An unresolvable model_id (no matching .model.md file with status: active) is a hard compile error. A reference to a model with status: deprecated is a lint warning. A reference to a model with status: disabled is a hard compile error.


Validation rules

Rule Severity
model_id does not match ^[a-z0-9_-]{3,64}$ Hard error
provider.type value is not in the supported enum Hard error
provider.config shape does not match the declared provider.type Hard error
A credentials field contains a literal value instead of a structured block with source Hard error
credentials.source is not in the supported enum Hard error
credentials for aws_secrets_manager is missing secret_id Hard error
credentials for gcp_secret_manager is missing project or secret Hard error
credentials for azure_key_vault is missing vault_url or secret_name Hard error
credentials for env is missing name Hard error
credentials for service-account is missing secret_id Hard error
status: disabled and the model is referenced by a compiled agent Hard error
capabilities.supports_tools: false and the referencing agent has tools Hard error
status: deprecated and the model is referenced by an active agent Lint warning
provider: ollama used in an agent with status: active in production Lint warning
credentials.source is not iam_role in a production-targeted Bedrock definition Lint warning
credentials.source: env used in a production-targeted definition (prefer a secret manager) Lint warning
capabilities block is absent Lint warning
last_updated is more than 180 days ago Lint warning

Complete example

spec_version: "1.2"
model_id: "claude-4-sonnet"
version: "1.0.0"
status: "active"

meta:
  name: "Claude 4 Sonnet (Bedrock, us-east-1)"
  owner: "platform-ml-team"
  last_updated: "2026-01-15"

provider:
  type: "bedrock"
  config:
    model_id: "us.anthropic.claude-sonnet-4-20250514-v1:0"
    region: "us-east-1"
    credentials:
      source: "iam_role"

capabilities:
  context_window: 200000
  max_output_tokens: 16000
  supports_tools: true
  supports_system_prompt: true
  supports_streaming: true
  modalities: ["text", "image"]

defaults:
  temperature: 0.7
  max_tokens: 4096

Description

Claude 4 Sonnet is Anthropic's balanced model for intelligence and speed, accessed via Amazon Bedrock in us-east-1. It supports text and image inputs, native tool use, and a 200,000-token context window.

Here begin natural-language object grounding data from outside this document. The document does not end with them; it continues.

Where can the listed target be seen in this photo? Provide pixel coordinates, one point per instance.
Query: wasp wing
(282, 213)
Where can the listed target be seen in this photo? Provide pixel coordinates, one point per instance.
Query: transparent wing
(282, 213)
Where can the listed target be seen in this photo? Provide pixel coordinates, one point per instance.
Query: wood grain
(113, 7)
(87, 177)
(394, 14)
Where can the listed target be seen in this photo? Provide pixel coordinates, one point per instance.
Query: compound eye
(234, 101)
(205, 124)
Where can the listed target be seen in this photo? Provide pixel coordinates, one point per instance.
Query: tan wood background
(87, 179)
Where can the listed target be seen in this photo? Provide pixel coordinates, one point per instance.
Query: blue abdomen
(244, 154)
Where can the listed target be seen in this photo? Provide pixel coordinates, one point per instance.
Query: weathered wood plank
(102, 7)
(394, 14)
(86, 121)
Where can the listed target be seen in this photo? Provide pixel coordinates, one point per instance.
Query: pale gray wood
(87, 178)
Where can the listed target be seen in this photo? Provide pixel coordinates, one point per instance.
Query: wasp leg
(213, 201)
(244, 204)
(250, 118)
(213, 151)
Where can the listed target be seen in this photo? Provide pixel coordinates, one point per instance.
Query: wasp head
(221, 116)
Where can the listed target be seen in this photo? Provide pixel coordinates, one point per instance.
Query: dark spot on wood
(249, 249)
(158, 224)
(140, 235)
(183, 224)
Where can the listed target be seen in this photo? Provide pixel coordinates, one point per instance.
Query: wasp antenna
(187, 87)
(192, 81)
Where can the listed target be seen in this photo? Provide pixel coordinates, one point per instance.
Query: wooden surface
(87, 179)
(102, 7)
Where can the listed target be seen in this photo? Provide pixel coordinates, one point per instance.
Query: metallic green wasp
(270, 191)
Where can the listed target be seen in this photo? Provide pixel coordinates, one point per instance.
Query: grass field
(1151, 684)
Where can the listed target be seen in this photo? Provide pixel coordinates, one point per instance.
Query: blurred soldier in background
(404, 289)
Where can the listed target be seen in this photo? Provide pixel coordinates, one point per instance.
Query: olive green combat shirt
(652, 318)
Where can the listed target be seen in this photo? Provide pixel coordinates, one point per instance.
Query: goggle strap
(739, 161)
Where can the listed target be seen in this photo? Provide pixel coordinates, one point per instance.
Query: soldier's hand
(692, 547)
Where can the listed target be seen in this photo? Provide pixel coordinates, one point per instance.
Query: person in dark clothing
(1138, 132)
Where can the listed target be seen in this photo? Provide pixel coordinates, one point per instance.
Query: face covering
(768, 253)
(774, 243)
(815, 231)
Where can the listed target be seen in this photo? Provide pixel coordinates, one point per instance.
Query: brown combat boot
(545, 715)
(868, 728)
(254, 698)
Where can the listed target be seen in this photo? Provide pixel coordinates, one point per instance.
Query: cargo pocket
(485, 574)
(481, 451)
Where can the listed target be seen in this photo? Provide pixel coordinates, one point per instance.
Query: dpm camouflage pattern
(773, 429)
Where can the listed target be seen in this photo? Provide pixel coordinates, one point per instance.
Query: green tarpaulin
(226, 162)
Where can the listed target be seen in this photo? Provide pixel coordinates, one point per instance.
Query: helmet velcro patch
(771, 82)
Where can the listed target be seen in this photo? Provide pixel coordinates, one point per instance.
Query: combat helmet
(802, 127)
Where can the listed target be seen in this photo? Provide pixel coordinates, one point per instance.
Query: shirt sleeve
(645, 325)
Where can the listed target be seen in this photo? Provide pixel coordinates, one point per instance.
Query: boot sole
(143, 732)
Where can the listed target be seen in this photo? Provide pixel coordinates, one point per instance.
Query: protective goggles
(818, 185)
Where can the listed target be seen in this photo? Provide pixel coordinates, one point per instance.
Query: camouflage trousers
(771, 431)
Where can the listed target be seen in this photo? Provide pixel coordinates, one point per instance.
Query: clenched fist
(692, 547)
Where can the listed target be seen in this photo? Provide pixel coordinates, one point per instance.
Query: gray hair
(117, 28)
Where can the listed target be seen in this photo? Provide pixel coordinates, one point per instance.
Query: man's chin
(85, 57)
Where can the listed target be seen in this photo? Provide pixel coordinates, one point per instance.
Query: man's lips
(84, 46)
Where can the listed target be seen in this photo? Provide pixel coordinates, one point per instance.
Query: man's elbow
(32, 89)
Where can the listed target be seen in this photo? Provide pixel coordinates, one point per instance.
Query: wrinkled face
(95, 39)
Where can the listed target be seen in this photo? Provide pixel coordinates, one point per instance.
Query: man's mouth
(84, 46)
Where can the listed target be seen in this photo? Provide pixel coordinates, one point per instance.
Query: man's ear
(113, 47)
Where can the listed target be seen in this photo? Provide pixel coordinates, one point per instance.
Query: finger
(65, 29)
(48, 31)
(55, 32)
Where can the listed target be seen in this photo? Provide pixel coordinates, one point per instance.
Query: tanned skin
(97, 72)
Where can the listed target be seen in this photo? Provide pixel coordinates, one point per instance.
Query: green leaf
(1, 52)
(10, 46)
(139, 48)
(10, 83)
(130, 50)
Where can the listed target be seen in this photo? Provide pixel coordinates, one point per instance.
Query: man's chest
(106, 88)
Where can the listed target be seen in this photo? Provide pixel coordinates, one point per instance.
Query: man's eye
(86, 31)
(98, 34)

Use this model for general-purpose agent workloads that require strong reasoning, tool orchestration, or document understanding without the latency or cost of a larger frontier model. Prefer claude-4-opus when maximum reasoning depth matters more than throughput.

Credentials use source: "iam_role" — the runtime assumes the IAM role declared in the agent definition and requires no extra secret configuration. For local development, set source: "service-account" and store a JSON object with access_key_id and secret_access_key in a secret manager or local secret source — see the Transport & Credentials reference.